Fuel consumption of more than 75mpg has been returned in an Avensis 2.0-litre D-4D saloon – by a Toyota motorist driving the length of Britain on a charity run.
Alan Phillips completed his 839-mile journey from John O’ Groat’s to Land’s End on a single 60-litre tank of diesel with 10 litres to spare. His fuel economy was 30 per cent better than the 57.6mpg official extra-urban cycle figure for the new Avensis.
The marathon drive, which took place on Saturday, 12 June, is expected to raise more than £1,000 in sponsorship for Children In Need.
Alan, from Nottingham, works as a buyer and company fleet manager for a pet products business.
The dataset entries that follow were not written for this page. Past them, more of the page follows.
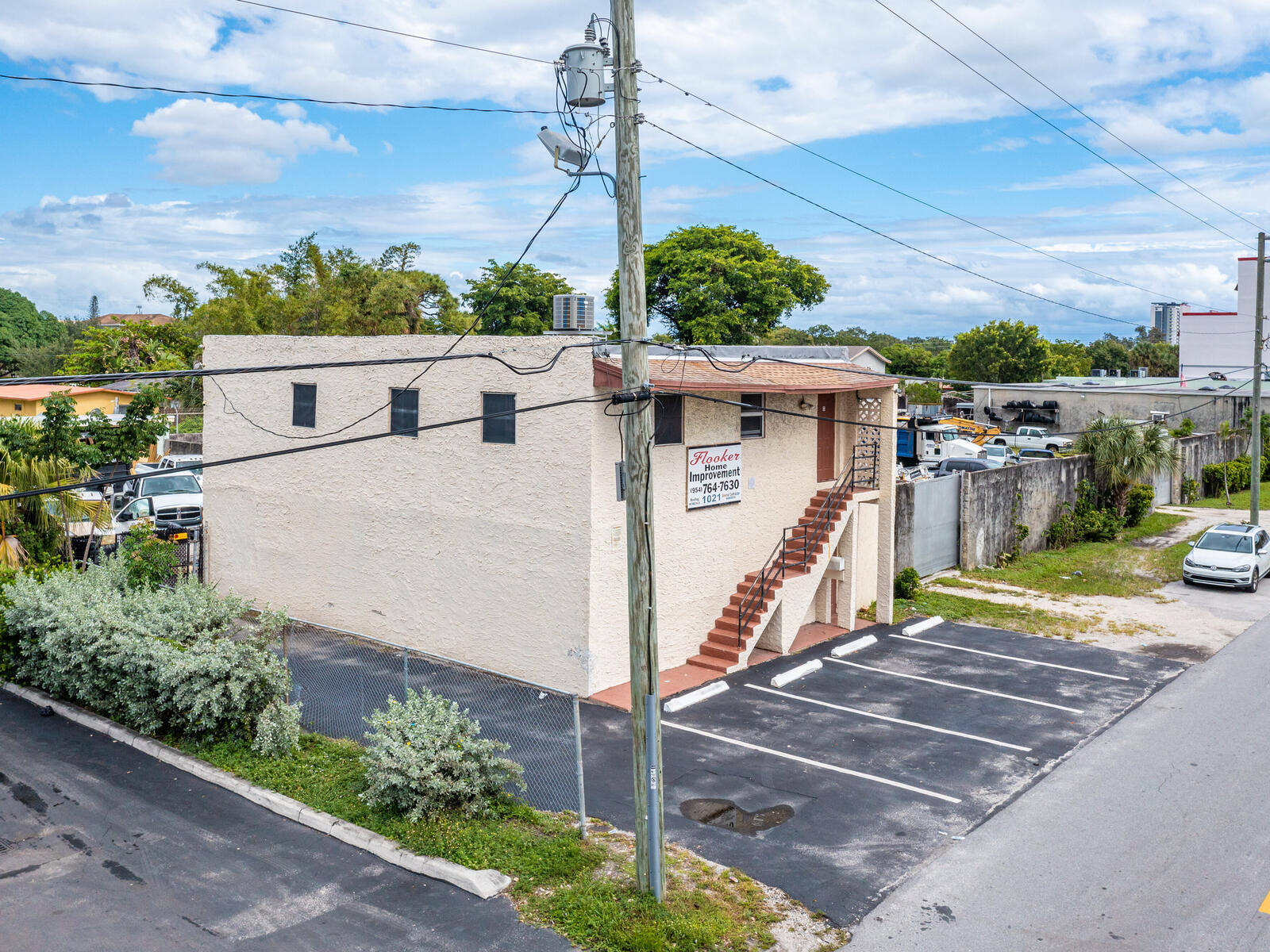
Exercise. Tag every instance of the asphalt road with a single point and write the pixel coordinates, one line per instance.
(1153, 837)
(105, 848)
(872, 767)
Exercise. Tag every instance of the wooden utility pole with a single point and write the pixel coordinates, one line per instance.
(1255, 429)
(638, 437)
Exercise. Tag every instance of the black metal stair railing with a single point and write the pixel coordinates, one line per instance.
(799, 543)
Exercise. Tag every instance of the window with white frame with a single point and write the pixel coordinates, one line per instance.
(752, 416)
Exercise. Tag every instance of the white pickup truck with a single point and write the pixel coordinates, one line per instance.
(1033, 438)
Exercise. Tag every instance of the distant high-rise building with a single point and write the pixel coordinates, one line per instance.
(1166, 317)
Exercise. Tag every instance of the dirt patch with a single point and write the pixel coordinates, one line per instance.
(1172, 651)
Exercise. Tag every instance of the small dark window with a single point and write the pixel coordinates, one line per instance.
(752, 416)
(499, 429)
(304, 404)
(668, 419)
(406, 413)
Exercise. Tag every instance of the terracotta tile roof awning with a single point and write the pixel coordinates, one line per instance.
(38, 391)
(761, 378)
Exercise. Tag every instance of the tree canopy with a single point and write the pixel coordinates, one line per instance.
(25, 333)
(524, 304)
(722, 285)
(1000, 352)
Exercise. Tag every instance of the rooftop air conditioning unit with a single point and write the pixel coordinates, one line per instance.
(573, 314)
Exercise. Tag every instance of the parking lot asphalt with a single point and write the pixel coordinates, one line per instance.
(105, 848)
(879, 759)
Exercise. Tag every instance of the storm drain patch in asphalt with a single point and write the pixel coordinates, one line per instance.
(725, 814)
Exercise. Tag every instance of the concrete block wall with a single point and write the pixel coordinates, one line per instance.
(1202, 450)
(1033, 494)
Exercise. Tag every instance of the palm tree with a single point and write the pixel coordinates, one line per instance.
(1124, 454)
(56, 511)
(1225, 435)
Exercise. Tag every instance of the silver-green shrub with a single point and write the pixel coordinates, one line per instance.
(156, 660)
(277, 729)
(425, 755)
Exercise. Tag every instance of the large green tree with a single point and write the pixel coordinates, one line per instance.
(1068, 359)
(1109, 353)
(1000, 352)
(522, 306)
(723, 285)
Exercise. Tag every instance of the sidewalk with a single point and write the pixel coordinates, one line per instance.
(1153, 837)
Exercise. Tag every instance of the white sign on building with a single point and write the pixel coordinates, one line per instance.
(714, 475)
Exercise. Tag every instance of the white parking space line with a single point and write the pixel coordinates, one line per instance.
(1013, 658)
(813, 763)
(959, 687)
(892, 720)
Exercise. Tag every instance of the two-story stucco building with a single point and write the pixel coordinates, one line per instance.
(502, 543)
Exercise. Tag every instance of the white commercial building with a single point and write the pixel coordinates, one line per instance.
(503, 543)
(1221, 343)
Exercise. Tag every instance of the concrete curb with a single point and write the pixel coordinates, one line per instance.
(479, 882)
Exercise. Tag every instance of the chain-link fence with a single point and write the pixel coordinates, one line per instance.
(341, 678)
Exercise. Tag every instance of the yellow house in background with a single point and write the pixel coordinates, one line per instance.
(25, 399)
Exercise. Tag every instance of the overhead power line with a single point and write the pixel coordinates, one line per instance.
(1060, 129)
(742, 366)
(279, 99)
(912, 197)
(395, 32)
(97, 482)
(1085, 114)
(884, 235)
(309, 447)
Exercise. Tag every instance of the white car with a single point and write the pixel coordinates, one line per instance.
(178, 499)
(1235, 556)
(1033, 438)
(1000, 456)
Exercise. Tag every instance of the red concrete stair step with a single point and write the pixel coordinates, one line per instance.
(728, 639)
(713, 649)
(715, 664)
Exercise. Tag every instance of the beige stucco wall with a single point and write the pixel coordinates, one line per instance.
(465, 549)
(512, 558)
(702, 555)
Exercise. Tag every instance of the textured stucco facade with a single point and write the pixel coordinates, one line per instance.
(510, 556)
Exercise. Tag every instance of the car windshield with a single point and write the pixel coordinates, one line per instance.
(168, 486)
(1226, 543)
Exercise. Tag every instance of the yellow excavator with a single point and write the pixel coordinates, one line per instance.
(976, 432)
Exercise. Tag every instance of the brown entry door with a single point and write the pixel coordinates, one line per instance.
(825, 438)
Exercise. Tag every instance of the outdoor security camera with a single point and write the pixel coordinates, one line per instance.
(562, 149)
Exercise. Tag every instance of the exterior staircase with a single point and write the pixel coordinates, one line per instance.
(730, 641)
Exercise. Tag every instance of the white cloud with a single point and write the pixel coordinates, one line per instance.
(1009, 144)
(206, 143)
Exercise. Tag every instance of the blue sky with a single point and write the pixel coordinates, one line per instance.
(99, 190)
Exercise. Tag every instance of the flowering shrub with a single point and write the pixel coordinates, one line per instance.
(156, 660)
(277, 729)
(425, 755)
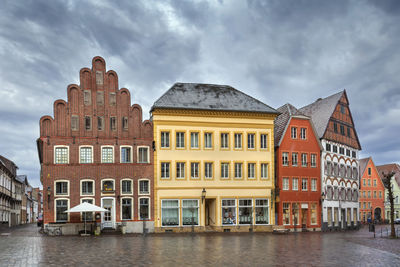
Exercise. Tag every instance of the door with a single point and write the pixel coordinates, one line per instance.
(108, 216)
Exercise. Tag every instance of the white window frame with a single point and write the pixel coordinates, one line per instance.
(91, 152)
(120, 153)
(132, 208)
(120, 186)
(54, 153)
(138, 154)
(55, 188)
(81, 187)
(113, 154)
(144, 194)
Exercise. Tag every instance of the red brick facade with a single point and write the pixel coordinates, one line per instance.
(96, 114)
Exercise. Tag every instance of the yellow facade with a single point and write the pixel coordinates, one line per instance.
(182, 137)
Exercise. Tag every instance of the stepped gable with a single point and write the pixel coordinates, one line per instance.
(215, 97)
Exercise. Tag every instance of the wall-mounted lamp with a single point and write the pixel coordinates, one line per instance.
(203, 195)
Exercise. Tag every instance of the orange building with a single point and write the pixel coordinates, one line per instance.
(298, 170)
(372, 192)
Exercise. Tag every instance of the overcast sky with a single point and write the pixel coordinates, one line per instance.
(277, 51)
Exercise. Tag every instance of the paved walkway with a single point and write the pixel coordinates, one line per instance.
(24, 246)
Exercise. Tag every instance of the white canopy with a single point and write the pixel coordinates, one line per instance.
(85, 207)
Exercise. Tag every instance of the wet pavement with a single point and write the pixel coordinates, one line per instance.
(24, 246)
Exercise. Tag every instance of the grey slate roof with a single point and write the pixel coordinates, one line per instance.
(199, 96)
(321, 110)
(282, 120)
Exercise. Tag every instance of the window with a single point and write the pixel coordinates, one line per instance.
(313, 160)
(180, 140)
(328, 147)
(285, 158)
(263, 141)
(295, 184)
(180, 170)
(124, 123)
(100, 98)
(238, 141)
(251, 170)
(74, 123)
(304, 160)
(224, 170)
(313, 184)
(88, 123)
(85, 154)
(144, 209)
(61, 188)
(126, 154)
(208, 170)
(224, 140)
(286, 213)
(251, 141)
(294, 159)
(87, 188)
(293, 132)
(61, 155)
(190, 212)
(144, 187)
(164, 169)
(113, 123)
(207, 140)
(194, 170)
(165, 139)
(87, 97)
(303, 133)
(238, 170)
(100, 123)
(107, 154)
(304, 184)
(61, 207)
(285, 184)
(194, 140)
(107, 186)
(262, 211)
(143, 154)
(126, 187)
(169, 212)
(228, 211)
(264, 170)
(245, 211)
(113, 99)
(126, 208)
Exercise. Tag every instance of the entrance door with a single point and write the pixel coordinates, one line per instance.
(108, 216)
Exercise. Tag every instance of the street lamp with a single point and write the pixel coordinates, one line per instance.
(203, 195)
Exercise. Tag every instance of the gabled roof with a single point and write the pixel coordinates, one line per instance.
(389, 168)
(321, 111)
(209, 97)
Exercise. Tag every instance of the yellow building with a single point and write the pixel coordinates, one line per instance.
(213, 160)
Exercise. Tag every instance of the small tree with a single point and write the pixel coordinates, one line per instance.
(387, 182)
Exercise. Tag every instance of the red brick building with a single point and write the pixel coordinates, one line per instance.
(372, 192)
(97, 149)
(298, 178)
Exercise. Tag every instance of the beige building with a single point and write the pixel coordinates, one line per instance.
(213, 160)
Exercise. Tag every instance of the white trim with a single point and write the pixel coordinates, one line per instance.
(80, 188)
(132, 208)
(144, 179)
(148, 154)
(79, 152)
(120, 187)
(55, 188)
(120, 153)
(101, 154)
(54, 153)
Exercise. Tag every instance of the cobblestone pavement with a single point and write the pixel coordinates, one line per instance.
(24, 246)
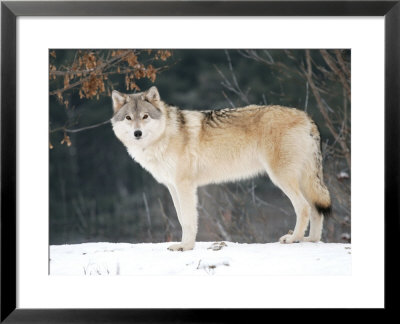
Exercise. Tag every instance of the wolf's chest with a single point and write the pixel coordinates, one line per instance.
(161, 167)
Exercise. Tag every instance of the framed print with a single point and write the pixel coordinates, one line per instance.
(219, 76)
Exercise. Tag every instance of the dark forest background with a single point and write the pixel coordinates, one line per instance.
(98, 193)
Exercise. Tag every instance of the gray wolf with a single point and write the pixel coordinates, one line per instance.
(185, 149)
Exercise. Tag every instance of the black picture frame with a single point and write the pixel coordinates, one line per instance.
(11, 10)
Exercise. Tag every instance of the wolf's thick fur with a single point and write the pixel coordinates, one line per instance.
(184, 149)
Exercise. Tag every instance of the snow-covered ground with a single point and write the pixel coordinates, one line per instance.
(207, 258)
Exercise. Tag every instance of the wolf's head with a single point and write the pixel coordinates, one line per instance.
(138, 118)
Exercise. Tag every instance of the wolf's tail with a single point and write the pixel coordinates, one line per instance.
(318, 192)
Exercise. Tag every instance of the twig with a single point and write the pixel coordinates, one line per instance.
(76, 130)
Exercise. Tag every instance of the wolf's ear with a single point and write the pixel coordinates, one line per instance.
(152, 94)
(119, 100)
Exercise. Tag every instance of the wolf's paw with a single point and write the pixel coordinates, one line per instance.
(181, 247)
(288, 238)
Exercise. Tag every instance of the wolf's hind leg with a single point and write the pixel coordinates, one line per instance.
(316, 221)
(187, 200)
(302, 209)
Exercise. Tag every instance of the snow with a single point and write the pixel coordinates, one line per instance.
(207, 258)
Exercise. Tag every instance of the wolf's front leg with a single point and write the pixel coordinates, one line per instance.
(187, 198)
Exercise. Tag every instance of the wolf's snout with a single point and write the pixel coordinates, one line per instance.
(137, 134)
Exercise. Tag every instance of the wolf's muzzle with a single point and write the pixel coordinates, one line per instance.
(137, 134)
His own daily transport is a 1.8-litre petrol Avensis which has impressed him with consumption figures in the high 40s mpg, even when fully laden for holiday journeys.
Toyota Fleet arranged for Alan to be supplied with a new Avensis and covered the cost of fuel and accommodation for the charity run. Alan set off at one o’clock in the morning and reached Land’s End at 7pm. By half way he was averaging 45mph and 78.3mpg; by Worcester the tank was still half-full. His highest reading, 81.3mpg, came at the end of the M5, but this figure was whittled down on the hills of the A30 to Land’s End.
The Avensis, with its 114bhp direct-injection common rail diesel engine, weighs in at 1970kg and its official consumption on the combined cycle is 48.7mpg.
Last year, driving instructor John Gough averaged 116mpg on an economy run from Land’s End to John O’ Groat’s driving a Toyota Yaris diesel. He went on to set a new world record for maximum mileage from one gallon of fuel of 130 miles, piloting the Yaris under test conditions at the Driving Standards Agency Training Centre.
“Alan Phillips’s run, carried out at realistic road speeds, has underlined the sort of fuel efficiency obtainable even from a medium-sized car equipped with the latest generation of Toyota diesel engines,” said Jon Pollock, General Manager of Toyota Fleet. “It also shows that the concentration needed for economical driving may help to keep drivers awake and aware!”
Note to editors: The high mpg achieved in economy testing demands special driving techniques. These include gradual acceleration to cruising speed, the maintenance of a constant speed wherever possible and the avoidance of unnecessary gear changes and excessive braking and acceleration. The calculation of official fuel consumption figures is linked to more typical, everyday driving behaviour.